Electronics retailers such as Best Buy Co Inc (BBY.N) saw the most number of transactions followed by department stores such as Macy’s Inc (M.N), according to the data.
Traditionally, the day after Thanksgiving, or Black Friday, kicks off the holiday shopping season in the United States. But with U.S. stores now opening on Thanksgiving evening, the typical rush seen on the morning of Black Friday has split up.
“Traffic is building up and in many places is on par with last year,” said Craig Johnson, president of retail consultancy Customer Growth Partners, who was visiting stores in Connecticut.
“It is also quite cold outside in many parts and that is hurting store visits,” he said. The retail consultancy has 18 members studying customer traffic in different parts of the country on Thursday.
A bitter, record-breaking cold blanketed much of the Northeast on Thursday, with the week slated to become the coldest fourth week of November in four years, Reuters notes.
Moody’s analyst Charlie O’Shea, who was visiting stores in Bucks County, Pennsylvania, said a slower start at stores on Thanksgiving and Black Friday was increasingly not indicative of shopper appetite during the season.

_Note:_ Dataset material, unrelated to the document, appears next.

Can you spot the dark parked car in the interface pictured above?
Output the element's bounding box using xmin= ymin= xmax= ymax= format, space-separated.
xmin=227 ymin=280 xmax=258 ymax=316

“The season is expected to be strong and all signs when it comes to consumer sentiment point to that,” he said.
The National Retail Federation forecast U.S. holiday retail sales in November and December will increase between 4.3 and 4.8 percent over 2017 for a total of $717.45 billion to $720.89 billion. That compares with an average annual increase of 3.9 percent over the past five years.